Holliday works at West Georgia Home Care and is on the board for the local Walk to End Alzheimer’s. When Lynch was diagnosed with dementia in 2011, Holliday got involved in the walk with her office in 2012 with the team Home Care Heroes. Four years ago, she started a family team for Lynch called Nanny’s Angels.

Holliday said her family first noticed Lynch displaying signs of dementia when she began misplacing common items and forgetting things.

“We just noticed her telling us the same thing over and over and over, but now after seven years, we can see that it’s gotten worse,” Holliday said.

When she was first diagnosed, Lynch was living in her own apartment. Today, she stays in the front living room of Holliday’s house, where she has better mobility. Holliday has had hired help take care of her when she is at work.

“She’s kind of lost here. She wants to go home. She packs all the time,” Holliday said. “She knows she’s not at home, but I want her to be at home as much as she can here. This is our location where everybody can come in and visit with her in the living room.”
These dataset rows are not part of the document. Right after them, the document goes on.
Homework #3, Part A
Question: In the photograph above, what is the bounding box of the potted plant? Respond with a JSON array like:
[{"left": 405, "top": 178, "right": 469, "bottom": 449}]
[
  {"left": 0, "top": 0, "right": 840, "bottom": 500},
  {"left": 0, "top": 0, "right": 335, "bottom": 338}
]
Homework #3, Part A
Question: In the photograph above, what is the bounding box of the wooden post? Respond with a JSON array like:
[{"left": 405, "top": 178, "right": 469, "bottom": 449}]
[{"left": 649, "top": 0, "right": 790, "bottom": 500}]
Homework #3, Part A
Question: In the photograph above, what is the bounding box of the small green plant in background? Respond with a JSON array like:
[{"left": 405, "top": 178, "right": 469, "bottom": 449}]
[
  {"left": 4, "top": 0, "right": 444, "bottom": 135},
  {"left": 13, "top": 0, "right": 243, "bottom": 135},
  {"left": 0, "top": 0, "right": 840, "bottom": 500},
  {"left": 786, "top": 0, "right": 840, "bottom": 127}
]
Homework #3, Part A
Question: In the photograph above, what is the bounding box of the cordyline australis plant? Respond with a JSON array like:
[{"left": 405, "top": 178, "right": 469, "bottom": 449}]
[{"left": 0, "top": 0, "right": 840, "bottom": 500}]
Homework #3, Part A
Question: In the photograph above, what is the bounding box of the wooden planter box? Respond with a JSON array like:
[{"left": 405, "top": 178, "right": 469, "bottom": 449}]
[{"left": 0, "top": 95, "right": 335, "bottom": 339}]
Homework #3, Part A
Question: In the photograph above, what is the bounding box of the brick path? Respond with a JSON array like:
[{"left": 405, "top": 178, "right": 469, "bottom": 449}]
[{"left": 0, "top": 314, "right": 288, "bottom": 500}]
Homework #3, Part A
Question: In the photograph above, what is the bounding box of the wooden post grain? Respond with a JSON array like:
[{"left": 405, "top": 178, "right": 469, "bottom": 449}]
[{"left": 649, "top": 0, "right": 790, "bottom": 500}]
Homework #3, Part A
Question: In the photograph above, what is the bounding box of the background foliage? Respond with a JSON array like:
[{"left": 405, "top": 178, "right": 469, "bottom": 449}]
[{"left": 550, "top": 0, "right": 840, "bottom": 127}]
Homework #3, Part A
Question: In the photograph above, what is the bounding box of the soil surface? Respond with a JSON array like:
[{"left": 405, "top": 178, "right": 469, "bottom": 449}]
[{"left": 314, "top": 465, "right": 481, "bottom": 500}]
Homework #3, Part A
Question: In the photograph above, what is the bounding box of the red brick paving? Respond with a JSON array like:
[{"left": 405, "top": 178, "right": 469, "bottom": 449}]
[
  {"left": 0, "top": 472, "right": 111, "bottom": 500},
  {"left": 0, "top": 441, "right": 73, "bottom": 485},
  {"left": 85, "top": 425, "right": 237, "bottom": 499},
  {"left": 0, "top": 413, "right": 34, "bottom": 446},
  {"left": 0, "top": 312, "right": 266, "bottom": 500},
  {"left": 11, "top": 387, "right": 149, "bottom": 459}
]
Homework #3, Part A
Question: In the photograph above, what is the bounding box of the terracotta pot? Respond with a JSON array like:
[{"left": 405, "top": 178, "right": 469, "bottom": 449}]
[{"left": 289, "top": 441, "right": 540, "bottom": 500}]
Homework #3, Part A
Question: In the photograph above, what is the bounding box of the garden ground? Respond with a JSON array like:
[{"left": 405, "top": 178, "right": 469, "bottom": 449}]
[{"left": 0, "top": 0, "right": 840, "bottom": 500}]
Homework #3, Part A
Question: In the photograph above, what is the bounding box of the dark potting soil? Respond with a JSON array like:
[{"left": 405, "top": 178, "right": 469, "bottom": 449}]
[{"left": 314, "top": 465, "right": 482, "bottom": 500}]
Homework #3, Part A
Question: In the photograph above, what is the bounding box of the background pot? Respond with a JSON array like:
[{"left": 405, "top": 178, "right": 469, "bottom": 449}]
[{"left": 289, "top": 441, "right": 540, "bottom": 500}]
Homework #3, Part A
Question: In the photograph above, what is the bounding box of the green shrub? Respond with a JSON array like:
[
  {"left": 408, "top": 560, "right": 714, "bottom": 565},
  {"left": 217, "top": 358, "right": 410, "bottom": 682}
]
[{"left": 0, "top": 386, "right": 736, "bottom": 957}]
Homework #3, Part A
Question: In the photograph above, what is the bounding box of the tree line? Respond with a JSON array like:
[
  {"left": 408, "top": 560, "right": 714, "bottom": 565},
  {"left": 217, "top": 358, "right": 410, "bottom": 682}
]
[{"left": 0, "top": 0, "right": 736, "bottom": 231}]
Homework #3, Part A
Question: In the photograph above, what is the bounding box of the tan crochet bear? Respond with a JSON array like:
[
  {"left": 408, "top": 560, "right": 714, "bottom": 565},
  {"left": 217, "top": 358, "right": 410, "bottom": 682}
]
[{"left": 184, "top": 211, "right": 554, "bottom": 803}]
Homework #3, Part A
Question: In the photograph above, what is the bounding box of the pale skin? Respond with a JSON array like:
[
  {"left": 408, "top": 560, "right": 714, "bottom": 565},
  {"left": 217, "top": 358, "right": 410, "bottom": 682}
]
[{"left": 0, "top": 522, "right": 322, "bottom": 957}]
It takes a lot to take care for someone suffering from Alzheimer’s. Holliday said she and caretakers have to make sure Lynch eats healthy food, takes her medicine, bathes and washes her hair. Holliday has to make sure her mother doesn’t leave food in the bed for ants to find, and keeps a baby monitor on the stairs so her mother won’t put it in her pocketbook.

“[The caretakers] are here to do for her and, sometimes, doing for her is taking her out for a ride and getting a hamburger at McDonalds because that’s what she likes to do,” Holliday said.

Holliday said her mother had worked third shift in a cotton mill before retiring and deciding to watch her grandchildren and neighbors’ children.

“She was always the caregiver for anyone who was sick or any children who needed to be taken care of,” Holliday said. “She kept all of my children while I was working. She kept my sister’s daughter. She kept a lot of people’s children when she stopped working in the cotton mill. My dad was a bed patient for several years before he passed and she was his caregiver.”

Lynch even had a prayer phone chain with her friends. When she lived alone in an apartment, Lynch had room for people to stay and would stay up for others if they wanted to talk to her.

“If you ever needed to be prayed for, this woman was the one to call up,” Holliday said. “Now, we can hold hands, and she can pray, but it’s very short and quick,” Holliday said.

Lynch is the oldest parishioner of Pentecostal LaGrange on Youngs Mill Road, according to Holliday.  In addition to support groups she attends, Holliday said the Alzheimer’s Association’s helpline has provided assistance. The number is 1-(800)-272-3900.

“I work 40 hours a week, and I could not do it without sitters and without people helping me,” Holliday said.

This year’s Walk to End Alzheimer’s will be held Sept. 15 at Vernon Woods Retirement Community. Holliday said Lynch will also take part in the walk.

“Last year, we pushed her in the wheelchair, and we plan to do that this year,” Holliday said.